Hot branding is uncommon for dairy cattle and must not be performed without pain relief according to New Zealand’s Code of Welfare – Dairy Cattle . Freeze branding is more common. Ear tagging is mandatory. Both of these are likely to be painful .
Bull calves born to dairy cows may be castrated depending on the breed, and on their potential for the bull beef or steer beef trade .
Beef calves are usually castrated prior to three months of age, or at weaning at around six months of age. Most are castrated prior to three months using a rubber ring, which tightly constricts the testicular blood vessels, causing testicular death. After perhaps a month, the testicles drop off. Rubber rings may cause the most prolonged pain .

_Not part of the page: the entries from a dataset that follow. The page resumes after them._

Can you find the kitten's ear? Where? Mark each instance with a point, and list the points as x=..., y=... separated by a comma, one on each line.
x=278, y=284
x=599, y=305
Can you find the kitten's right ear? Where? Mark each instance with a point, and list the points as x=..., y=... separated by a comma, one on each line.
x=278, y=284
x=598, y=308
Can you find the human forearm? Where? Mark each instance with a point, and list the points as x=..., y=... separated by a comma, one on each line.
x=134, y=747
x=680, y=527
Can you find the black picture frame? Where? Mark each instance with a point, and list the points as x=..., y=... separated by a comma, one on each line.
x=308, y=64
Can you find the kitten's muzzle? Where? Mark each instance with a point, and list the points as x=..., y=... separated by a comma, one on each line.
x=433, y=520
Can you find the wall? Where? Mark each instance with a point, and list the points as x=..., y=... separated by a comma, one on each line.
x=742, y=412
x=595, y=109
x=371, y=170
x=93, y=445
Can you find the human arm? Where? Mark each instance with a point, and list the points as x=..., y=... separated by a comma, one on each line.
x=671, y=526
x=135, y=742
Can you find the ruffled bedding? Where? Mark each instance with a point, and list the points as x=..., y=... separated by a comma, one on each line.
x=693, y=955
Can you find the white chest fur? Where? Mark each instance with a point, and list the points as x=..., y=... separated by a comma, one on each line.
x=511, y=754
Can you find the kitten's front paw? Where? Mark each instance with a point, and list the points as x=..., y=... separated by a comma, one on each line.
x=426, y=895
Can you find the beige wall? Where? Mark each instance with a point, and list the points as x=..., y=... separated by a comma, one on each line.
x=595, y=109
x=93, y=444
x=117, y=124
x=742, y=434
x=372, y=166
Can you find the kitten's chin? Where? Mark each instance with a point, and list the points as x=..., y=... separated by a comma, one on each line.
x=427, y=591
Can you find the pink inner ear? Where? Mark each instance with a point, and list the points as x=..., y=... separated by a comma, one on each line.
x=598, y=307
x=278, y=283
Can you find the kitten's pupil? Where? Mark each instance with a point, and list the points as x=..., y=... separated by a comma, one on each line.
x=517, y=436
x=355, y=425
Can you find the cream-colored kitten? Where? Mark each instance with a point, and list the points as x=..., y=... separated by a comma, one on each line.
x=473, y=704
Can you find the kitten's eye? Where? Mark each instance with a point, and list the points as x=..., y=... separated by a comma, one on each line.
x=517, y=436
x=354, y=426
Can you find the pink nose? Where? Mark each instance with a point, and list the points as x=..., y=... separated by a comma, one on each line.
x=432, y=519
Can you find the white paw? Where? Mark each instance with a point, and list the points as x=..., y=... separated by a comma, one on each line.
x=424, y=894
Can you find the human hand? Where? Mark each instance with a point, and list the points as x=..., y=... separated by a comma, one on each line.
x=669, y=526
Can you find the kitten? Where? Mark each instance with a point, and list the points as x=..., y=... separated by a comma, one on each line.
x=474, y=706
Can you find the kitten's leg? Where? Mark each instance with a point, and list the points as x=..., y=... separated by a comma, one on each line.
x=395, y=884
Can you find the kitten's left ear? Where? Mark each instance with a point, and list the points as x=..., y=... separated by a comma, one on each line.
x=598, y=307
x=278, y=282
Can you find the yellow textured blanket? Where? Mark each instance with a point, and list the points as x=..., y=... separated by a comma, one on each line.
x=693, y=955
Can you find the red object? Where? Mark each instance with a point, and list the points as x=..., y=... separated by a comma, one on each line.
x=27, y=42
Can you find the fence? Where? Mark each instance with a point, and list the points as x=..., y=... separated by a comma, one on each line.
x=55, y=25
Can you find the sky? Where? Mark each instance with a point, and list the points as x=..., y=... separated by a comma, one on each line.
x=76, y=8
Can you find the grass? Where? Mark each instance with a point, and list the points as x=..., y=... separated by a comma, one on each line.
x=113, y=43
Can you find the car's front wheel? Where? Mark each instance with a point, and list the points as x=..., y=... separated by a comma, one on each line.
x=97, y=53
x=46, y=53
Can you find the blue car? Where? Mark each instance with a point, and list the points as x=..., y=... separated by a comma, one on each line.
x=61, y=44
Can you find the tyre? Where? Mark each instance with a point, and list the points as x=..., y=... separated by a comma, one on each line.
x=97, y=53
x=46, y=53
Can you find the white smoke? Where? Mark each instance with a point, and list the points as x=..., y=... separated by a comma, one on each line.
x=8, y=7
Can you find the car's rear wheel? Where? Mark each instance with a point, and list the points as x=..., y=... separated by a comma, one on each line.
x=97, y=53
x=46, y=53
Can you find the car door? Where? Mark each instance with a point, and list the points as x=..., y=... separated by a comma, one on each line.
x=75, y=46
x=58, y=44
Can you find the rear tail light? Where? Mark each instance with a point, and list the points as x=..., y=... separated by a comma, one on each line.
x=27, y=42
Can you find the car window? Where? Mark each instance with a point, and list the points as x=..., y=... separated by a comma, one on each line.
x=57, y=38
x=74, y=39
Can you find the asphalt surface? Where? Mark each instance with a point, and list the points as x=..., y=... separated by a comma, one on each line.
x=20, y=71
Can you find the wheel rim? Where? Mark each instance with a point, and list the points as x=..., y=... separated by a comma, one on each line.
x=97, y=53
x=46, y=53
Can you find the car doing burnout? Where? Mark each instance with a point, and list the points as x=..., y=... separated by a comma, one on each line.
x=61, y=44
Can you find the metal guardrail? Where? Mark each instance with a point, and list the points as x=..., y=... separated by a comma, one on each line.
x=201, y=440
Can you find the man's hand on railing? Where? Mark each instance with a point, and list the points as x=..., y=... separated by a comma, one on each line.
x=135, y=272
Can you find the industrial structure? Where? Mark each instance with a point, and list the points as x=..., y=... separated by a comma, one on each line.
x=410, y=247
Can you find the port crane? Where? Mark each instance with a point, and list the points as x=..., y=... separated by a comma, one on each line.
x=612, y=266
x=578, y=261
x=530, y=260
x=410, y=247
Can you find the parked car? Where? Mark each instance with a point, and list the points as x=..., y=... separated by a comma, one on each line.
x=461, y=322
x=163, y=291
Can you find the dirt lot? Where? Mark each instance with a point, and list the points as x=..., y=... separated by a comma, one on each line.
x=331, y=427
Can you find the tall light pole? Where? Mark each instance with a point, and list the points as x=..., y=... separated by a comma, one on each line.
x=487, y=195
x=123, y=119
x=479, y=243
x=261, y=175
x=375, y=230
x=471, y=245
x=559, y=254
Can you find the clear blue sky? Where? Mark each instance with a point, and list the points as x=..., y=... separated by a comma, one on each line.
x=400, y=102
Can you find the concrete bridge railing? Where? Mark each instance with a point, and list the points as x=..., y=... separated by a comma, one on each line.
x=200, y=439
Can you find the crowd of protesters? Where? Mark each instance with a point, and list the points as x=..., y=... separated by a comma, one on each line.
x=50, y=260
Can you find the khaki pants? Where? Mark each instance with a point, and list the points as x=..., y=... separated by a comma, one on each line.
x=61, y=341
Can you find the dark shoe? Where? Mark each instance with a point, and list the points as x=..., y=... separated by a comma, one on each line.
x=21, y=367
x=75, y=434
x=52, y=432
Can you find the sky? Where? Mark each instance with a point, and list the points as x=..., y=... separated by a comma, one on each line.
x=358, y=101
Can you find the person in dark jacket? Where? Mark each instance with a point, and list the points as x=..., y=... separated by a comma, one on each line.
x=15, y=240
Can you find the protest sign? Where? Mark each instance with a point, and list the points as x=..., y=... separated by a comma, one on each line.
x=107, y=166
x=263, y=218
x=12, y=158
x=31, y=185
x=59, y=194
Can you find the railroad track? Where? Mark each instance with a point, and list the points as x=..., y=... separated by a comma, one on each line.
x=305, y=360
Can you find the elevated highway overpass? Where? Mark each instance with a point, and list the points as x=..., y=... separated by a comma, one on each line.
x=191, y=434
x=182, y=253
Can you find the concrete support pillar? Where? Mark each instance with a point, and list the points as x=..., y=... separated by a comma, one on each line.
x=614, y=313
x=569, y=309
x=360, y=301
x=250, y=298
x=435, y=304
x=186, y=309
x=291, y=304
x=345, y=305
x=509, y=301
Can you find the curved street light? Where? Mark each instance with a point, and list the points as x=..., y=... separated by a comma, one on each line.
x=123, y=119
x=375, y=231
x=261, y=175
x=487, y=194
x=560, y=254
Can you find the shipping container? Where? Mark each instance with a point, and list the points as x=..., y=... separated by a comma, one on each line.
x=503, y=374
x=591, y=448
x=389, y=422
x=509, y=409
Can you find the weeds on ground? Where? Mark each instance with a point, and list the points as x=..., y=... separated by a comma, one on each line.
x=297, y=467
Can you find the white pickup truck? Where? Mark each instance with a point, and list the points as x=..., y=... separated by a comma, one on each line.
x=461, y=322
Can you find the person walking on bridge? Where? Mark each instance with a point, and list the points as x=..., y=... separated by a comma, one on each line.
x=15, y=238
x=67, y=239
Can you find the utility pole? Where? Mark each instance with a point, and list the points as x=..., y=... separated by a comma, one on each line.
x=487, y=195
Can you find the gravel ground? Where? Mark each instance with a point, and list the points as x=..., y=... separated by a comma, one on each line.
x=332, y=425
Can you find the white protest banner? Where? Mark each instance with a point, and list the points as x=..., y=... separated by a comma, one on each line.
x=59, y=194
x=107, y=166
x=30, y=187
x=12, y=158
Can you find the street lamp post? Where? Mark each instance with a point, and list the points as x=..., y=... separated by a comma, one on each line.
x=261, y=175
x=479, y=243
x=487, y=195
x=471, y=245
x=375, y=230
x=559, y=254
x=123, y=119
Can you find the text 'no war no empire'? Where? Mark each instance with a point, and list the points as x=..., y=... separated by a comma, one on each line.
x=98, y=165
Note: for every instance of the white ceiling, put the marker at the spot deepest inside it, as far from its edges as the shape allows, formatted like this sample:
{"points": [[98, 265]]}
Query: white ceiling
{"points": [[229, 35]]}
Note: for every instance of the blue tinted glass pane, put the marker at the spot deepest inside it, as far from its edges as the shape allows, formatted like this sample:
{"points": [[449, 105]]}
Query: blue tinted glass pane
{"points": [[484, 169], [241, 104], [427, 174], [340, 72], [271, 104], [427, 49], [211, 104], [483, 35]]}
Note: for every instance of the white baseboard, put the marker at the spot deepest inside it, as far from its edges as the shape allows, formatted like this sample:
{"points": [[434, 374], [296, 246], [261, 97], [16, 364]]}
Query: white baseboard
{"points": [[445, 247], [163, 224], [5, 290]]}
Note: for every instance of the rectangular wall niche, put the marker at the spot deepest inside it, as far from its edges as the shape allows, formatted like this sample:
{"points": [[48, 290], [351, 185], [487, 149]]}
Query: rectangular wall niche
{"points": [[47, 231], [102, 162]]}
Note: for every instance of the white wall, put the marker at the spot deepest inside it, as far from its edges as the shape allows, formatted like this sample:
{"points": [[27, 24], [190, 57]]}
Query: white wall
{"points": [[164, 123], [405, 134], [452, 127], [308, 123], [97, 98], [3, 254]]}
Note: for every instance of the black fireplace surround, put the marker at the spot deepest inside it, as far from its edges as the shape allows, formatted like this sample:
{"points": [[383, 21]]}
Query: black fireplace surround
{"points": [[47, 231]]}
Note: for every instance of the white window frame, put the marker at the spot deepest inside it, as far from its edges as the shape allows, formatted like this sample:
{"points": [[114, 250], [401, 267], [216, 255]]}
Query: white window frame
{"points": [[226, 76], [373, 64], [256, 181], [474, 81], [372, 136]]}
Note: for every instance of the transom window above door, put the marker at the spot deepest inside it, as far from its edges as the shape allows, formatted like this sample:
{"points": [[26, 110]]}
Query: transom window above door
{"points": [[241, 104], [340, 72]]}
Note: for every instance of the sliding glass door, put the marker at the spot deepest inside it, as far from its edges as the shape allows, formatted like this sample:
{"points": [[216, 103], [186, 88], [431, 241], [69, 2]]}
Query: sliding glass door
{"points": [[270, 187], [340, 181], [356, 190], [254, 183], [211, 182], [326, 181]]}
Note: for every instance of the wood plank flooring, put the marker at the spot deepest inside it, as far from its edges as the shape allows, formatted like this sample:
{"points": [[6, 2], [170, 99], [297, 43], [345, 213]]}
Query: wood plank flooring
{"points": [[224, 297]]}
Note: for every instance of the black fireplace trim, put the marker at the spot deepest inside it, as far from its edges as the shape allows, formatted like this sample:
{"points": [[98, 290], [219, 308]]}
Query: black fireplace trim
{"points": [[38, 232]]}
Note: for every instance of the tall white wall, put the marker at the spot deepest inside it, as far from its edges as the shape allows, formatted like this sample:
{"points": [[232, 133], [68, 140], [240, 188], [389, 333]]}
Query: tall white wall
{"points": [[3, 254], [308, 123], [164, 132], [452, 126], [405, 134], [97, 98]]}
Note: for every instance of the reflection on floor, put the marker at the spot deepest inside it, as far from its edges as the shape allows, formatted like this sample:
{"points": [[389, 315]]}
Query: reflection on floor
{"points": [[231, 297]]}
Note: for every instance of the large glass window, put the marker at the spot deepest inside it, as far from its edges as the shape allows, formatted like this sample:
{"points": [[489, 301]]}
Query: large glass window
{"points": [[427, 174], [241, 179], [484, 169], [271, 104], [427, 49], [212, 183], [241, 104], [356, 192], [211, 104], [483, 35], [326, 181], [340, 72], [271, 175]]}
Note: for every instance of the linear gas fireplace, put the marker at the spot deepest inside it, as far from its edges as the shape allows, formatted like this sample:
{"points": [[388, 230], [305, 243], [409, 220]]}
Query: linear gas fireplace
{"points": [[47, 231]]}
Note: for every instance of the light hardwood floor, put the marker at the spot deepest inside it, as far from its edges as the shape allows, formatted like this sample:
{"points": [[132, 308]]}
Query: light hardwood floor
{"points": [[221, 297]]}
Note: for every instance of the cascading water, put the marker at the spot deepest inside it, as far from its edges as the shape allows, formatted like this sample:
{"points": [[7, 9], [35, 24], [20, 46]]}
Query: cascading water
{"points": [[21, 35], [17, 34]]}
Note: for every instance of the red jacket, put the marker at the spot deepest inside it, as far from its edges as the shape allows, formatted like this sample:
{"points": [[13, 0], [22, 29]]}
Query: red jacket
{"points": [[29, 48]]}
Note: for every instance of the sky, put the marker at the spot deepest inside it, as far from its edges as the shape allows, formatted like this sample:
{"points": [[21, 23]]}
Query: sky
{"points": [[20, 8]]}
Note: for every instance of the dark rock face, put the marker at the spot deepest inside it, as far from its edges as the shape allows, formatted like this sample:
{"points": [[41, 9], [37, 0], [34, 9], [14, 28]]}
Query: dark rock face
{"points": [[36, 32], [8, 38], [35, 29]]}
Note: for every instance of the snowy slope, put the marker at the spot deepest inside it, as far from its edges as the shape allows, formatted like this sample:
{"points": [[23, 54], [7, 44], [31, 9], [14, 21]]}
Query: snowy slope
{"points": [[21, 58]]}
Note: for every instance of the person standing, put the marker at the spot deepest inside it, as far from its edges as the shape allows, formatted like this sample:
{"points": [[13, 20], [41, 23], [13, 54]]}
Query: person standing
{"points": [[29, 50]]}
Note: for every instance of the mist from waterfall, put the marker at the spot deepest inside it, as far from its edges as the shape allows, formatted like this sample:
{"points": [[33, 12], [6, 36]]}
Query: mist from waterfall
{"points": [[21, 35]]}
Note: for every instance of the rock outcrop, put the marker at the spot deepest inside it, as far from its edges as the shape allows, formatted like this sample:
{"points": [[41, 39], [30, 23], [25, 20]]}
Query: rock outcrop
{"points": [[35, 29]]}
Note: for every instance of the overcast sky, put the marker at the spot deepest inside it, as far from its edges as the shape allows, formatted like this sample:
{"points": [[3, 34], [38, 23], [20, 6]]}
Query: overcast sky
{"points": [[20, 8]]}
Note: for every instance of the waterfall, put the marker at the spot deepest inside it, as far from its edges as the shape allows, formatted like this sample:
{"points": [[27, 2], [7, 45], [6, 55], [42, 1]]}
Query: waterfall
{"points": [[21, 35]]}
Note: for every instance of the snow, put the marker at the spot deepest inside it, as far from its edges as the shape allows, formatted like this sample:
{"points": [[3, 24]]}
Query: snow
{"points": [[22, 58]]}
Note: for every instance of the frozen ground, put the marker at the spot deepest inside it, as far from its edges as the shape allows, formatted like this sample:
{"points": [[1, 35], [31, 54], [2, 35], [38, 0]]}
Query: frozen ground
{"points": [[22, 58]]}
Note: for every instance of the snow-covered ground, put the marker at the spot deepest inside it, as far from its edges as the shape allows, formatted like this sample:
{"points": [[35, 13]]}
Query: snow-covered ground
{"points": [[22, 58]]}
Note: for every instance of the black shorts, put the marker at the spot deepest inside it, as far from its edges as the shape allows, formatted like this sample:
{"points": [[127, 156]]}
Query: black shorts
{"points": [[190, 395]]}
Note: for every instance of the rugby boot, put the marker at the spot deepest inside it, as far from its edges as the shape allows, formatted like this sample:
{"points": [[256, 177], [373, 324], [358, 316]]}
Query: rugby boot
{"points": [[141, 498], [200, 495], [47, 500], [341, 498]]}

A small percentage are castrated surgically or using a Burdizzo. The latter is a large clamp designed to break the blood vessels and spermatic cords leading into the testicles, and probably causes the most severe, short-term pain. Local and systemic painkillers should be administered, but are often not given to minimise costs, even though these are not expensive .
Prior to purchase or use of bulls for breeding, they may be tested for libido (sex drive) and fitness. Service (mating) testing involves placing one of more bulls in a pen with cows or heifers restrained in head bails (restraints). The number of copulations achieved by a bull are counted during a time period, typically 20 minutes . Guidelines recommend cows or heifers may be mated up to 20 times each during this period, after being lightly sedated . This is likely to be significantly stressful, and can compromise their welfare.
Additionally, semen may be collected from bulls for assessment or artificial breeding, via electroejaculation. A probe is inserted into the rectum which delivers a mild electric shock, causing ejaculation. This is also stressful . This semen is then inserted via a long syringe deep into the vagina of a cow who is typically restrained within stocks. In order for the semen to be injected into the correct location, the operator also inserts an arm deep inside the cow’s rectum, effectively using it as an arm ‘glove’, to feel around inside the abdomen. This hand is used to locate the uterus and vagina and to position them for the semen injection, which is delivered via the other hand. Needless to say, such restraint and manipulation can be stressful for the cow, and can injure her if she moves unexpectedly.